QDN/Les occidentaux craignent une remise en cause de la position de l’Egypte par rapport au problème Palestine avec la chute de Moubarak
Personnellement, je souhaite qu’il y ait un changement radical des postions de plusieurs pays musulmans par rapport au problème palestinien. Je crois que la cause palestinienne doit être défendue avec plus d’engagement. Je pense que l’établissement de relations avec l’entité sioniste est injustifiable. Mais, je voudrais cependant souligner que les manifestants en Egypte n’ont pas parlé de cette question palestinienne. Ce que les manifestants et politiciens égyptiens ont réclamé c’est une démocratie réelle et de meilleures conditions de vie. Si cette démocratie s’installe, il appartiendra alors aux citoyens égyptiens de choisir soit une politique de relation avec l’entité sioniste, soit une autre politique.
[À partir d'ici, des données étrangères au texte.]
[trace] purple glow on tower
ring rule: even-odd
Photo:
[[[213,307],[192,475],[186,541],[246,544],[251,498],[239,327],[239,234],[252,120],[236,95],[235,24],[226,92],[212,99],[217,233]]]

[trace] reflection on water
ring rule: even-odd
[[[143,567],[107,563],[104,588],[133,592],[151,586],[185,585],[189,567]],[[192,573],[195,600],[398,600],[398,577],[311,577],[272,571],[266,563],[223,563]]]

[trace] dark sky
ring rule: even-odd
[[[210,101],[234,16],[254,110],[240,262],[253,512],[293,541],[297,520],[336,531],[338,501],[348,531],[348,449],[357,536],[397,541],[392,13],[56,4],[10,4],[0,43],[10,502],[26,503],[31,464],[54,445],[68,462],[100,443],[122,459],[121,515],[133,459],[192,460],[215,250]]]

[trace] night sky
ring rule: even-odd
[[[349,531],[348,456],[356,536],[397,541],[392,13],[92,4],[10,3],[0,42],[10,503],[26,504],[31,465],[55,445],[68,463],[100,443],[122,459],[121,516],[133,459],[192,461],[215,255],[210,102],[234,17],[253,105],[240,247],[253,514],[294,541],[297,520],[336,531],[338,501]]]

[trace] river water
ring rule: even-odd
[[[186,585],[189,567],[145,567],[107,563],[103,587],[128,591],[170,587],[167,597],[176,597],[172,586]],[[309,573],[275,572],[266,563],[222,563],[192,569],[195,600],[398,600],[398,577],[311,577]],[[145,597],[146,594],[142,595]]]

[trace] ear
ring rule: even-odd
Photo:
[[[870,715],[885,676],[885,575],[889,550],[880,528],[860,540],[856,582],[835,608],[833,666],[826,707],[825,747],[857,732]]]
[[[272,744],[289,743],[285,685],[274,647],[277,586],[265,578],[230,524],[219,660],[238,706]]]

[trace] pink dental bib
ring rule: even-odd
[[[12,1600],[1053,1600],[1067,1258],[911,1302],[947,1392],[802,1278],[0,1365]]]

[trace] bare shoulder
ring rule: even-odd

QDN/Pour trouver une solution à la crise ivoirienne, l’Union africaine a désigne un panel de cinq chef d’Etat pour mener des négociations. Cette option est elle efficace pour que les résultats des élections soient respectés ?
En Cote D’ivoire, il y a eu des élections qui ont été supervisées par les Nations Unies. Les ivoiriens ont choisi comme président Alassane Dramane Ouattara. Ce qui doit se faire au niveau de l’ONU, de l’UA et de la CEDEAO, c’est appuyer les actes visant à assurer le respect du résultat sorti des urnes, c’est-à-dire Alassane Ouattara président de la Cote D’Ivoire.